"Je me suis dit que je l'avais violée, donc autant la tuer" : le récit écœurant de Dahbia Benkired, la meurtrière de Lola, lors de son procès. (DR)
« Je me suis dit que je l’avais violée, donc autant la tuer » : le récit écœurant de Dahbia Benkired, la meurtrière de Lola, lors de son procès. (DR)

Ce mercredi, lors de son interrogatoire devant la cour d’assises de Paris, Dahbia Benkired a livré un témoignage glaçant et écœurant sur les circonstances du meurtre de Lola, une collégienne de 12 ans, survenu le 14 octobre 2022. Accusée de viol, de torture et de meurtre sur mineur, la meurtrière a présenté son récit avec une froideur déconcertante, suscitant l’émoi dans la salle d’audience.

Un mobile lié à une vengeance personnelle

Dahbia Benkired a expliqué que son acte était motivé par une volonté de se venger de son ancien compagnon, qu’elle qualifie de « maltraitant ». Elle a affirmé : « Je me suis dit que je l’avais violée, donc autant la tuer », précisant qu’elle cherchait à faire du mal à quelqu’un de plus faible qu’elle. Selon ses dires, elle aurait croisé Lola en sortant de son immeuble dans le XIXe arrondissement de Paris et l’aurait attirée dans l’appartement de sa sœur sous prétexte de l’aider à descendre des valises. Une fois à l’intérieur, elle aurait abusé de la jeune fille avant de la tuer par asphyxie. Elle a déclaré : « Toute la haine que j’avais en moi, je l’ai dirigée contre elle ».

Des actes d’une violence inouïe

L’accusée a décrit des actes de violence extrême, notamment des attouchements, des claques à la tête et l’utilisation de ruban adhésif pour immobiliser la victime.
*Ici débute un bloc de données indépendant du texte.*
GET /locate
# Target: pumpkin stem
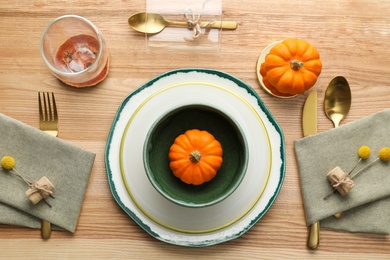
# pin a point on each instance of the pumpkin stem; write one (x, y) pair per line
(195, 156)
(296, 64)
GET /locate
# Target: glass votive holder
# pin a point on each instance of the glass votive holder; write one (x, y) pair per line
(198, 30)
(75, 52)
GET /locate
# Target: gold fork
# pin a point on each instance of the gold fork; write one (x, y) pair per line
(48, 122)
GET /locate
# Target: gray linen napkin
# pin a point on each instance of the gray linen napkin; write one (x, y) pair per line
(367, 206)
(38, 154)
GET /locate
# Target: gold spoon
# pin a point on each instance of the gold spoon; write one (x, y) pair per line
(337, 103)
(155, 23)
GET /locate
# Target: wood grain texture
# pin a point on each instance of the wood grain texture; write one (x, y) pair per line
(352, 37)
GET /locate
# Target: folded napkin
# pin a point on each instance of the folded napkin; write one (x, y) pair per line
(38, 154)
(366, 206)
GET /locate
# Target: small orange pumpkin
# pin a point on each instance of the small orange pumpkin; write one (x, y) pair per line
(293, 66)
(268, 85)
(195, 157)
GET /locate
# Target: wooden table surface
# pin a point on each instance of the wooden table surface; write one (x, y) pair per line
(352, 37)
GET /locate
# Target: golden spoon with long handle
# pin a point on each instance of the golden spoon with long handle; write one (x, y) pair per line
(155, 23)
(337, 103)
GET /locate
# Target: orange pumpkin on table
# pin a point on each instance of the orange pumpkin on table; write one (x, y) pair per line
(292, 66)
(195, 157)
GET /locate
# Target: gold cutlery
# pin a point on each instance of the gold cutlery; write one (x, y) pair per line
(309, 126)
(48, 122)
(337, 103)
(155, 23)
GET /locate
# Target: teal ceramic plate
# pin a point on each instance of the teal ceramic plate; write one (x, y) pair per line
(164, 219)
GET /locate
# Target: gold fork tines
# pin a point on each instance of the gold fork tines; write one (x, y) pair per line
(48, 117)
(48, 122)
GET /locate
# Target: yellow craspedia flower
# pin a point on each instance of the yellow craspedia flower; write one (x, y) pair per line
(364, 152)
(384, 154)
(7, 162)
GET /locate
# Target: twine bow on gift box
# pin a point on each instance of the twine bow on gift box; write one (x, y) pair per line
(342, 182)
(38, 190)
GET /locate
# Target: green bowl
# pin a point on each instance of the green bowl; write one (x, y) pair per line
(174, 123)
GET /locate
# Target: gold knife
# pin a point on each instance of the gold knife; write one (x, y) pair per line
(309, 125)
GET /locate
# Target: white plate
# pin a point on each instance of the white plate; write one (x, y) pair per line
(194, 226)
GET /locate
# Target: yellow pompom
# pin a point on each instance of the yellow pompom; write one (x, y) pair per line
(384, 154)
(364, 152)
(8, 162)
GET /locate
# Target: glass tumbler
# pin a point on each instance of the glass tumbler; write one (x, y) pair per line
(75, 52)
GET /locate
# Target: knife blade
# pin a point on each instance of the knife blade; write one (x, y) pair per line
(309, 127)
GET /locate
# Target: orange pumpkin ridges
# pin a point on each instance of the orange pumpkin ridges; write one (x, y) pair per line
(268, 85)
(195, 156)
(292, 66)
Elle a également mentionné avoir inscrit les chiffres « 0 » et « 1 » sous les pieds de Lola avec du vernis rouge, une pratique qu’elle a comparée à celle effectuée sur des moutons dans son pays d’origine. Les médecins légistes ont relevé des dizaines de plaies de couteau et des contusions multiples sur le corps de la victime, contredisant la version de l’accusée.

Un profil psychologique perturbé, mais qui n’excuse rien du tout !

Lors du procès, un expert psychologue a analysé le profil de Dahbia Benkired, soulignant un « aspect psychopathique élevé » dans sa personnalité. Il a décrit une « froideur affective » et une « bizarrerie de la pensée », sans toutefois diagnostiquer de pathologie psychiatrique précise. Des éléments qui n’excusent en rien son crime lâche et odieux !

Les témoignages poignants des proches de Lola

Les membres de la famille de Lola ont pris la parole pour exprimer leur douleur et leur incompréhension. Sa mère a déclaré : « Mon cœur de maman est meurtri à jamais », témoignant de la souffrance endurée depuis la perte de sa fille.

Le procès se poursuit, et Dahbia Benkired risque la réclusion criminelle à perpétuité si elle est reconnue coupable des faits qui lui sont reprochés. Ce qui sera très probablement le cas, la meurtrière ayant avoué son crime.

Que retenir rapidement ?

Ce mercredi, lors de son interrogatoire devant la cour d’assises de Paris, Dahbia Benkired a livré un témoignage glaçant et écœurant sur les circonstances du meurtre de Lola, une collégienne de 12 ans, survenu le 14 octobre 2022. Accusée de viol, de torture et de meurtre sur mineur, la meurtrière a présenté son récit avec une froideur déconcertante, suscitant l'émoi dans la salle d'audience.